Janjić continued with his tirades against Nedić, and Nedić continued imploring the Germans to rid him of Janjić, explaining that he is a crook and that his behaviour only harms the reputation of his puppet government and causes them trouble.
Eventually, Schäfer also thought that Serbian Gestapo could be of better use in Germany, and notified Janjić of the move, who saw it as a result of a set-up on behalf of Tanasije Dinić, who served as a police minister under Nedić. In his desparate atempt to stay in Serbia, Janjić wrote to the SS claiming that Dinić was freeing Aromanians „who known to be Greek Gypsies“ and that Dinić’s „heritage should be throughly inspected, as it will turn out that he is Gypsy, as implied by his name“.
This was to no avail, and Janjić was sent packing to Berlin in mid-1943 along with about 20 of his collaborators, to spy of the Yugoslavs working there. His brutal, conniving techinques remianed unchanged, as he and his team were luring workers from Yugoslavia (many of them forced labourers) to break rules for which they would snitch on them to the Gestapo (and prove their relevance).
Still, Janjić continued to dream big and even told his one-time collaborator in the Serbian Gestapo, that he will be parachuted back into Serbia to depose Nedić and will expand his rule to (the independently run) Croatia and Montenegro. In the meanwhile, Janjić continued to harass Serbs in Berlin, many of whom escaped the city in order not to be targeted by his schemes. A German report from 1944, states that he used his rank to extort food and sex from those he managed to get hold of – which they called “Serbian methods”.
Although his SS friends in Belgrade tried to save his career stating that he is an “absolute Germanophile”, Janjić was proving as too much of a liability for his handlers, who saw him as a brute and ineffective fantasist, so in April 1944, his official career as a traitor was brought to a halt.
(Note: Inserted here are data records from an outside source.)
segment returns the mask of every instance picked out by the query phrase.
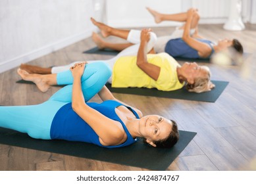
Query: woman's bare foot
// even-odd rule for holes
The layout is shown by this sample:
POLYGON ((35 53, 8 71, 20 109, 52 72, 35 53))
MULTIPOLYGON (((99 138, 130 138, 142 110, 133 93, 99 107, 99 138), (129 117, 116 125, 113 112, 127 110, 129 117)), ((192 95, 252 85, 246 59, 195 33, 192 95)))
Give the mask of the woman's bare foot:
POLYGON ((50 87, 50 85, 47 84, 47 81, 43 77, 43 76, 34 74, 31 74, 20 68, 18 69, 17 72, 22 78, 22 80, 26 81, 30 81, 36 83, 38 89, 43 93, 47 91, 50 87))
POLYGON ((96 34, 95 32, 92 33, 92 39, 93 40, 94 43, 96 43, 97 46, 100 49, 105 49, 104 46, 104 41, 101 39, 101 37, 96 34))
POLYGON ((33 66, 26 64, 21 64, 20 68, 26 70, 29 74, 51 74, 51 68, 41 68, 37 66, 33 66))
POLYGON ((101 34, 104 37, 108 37, 111 35, 111 27, 104 24, 103 23, 97 22, 93 18, 91 17, 91 22, 99 28, 101 30, 101 34))
POLYGON ((146 9, 154 17, 155 23, 159 24, 163 21, 160 13, 149 7, 146 7, 146 9))

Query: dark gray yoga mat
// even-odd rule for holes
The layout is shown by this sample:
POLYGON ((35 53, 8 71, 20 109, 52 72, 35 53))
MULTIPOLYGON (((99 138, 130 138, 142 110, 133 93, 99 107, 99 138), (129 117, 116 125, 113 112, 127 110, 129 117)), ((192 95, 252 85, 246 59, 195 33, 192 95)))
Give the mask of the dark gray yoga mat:
POLYGON ((110 149, 81 142, 35 139, 26 133, 0 127, 0 143, 151 170, 165 170, 195 135, 195 132, 180 130, 180 140, 171 149, 153 148, 139 139, 132 145, 110 149))
POLYGON ((106 86, 112 93, 215 103, 228 85, 228 81, 212 81, 212 82, 215 85, 215 87, 210 91, 201 93, 189 92, 185 87, 172 91, 163 91, 155 88, 111 87, 109 83, 106 84, 106 86))

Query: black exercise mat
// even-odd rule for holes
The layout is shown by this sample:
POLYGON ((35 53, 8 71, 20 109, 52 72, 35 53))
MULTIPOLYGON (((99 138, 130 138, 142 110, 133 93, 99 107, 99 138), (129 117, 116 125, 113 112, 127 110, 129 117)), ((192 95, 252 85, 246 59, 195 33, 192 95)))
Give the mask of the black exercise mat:
POLYGON ((212 82, 215 85, 215 87, 210 91, 201 93, 189 92, 185 87, 175 91, 163 91, 155 88, 111 87, 109 83, 106 84, 106 86, 112 93, 215 103, 228 85, 228 81, 212 81, 212 82))
POLYGON ((111 149, 81 142, 35 139, 26 133, 0 127, 0 143, 151 170, 165 170, 195 135, 195 132, 180 130, 180 140, 172 149, 153 148, 139 139, 130 146, 111 149))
Parts of “Serbian Gestapo” continued to operate in his absence, but were ineffective and later subsumed into the German security structures.
According to unverified sources, there were about 2000 individuals affiliated in some form with the Serbian Gestapo many of whom, including Janjić, managed to find refuge in the USA and the UK after the war. According to those sources, some of them continued working in the US and British security services during the Cold War.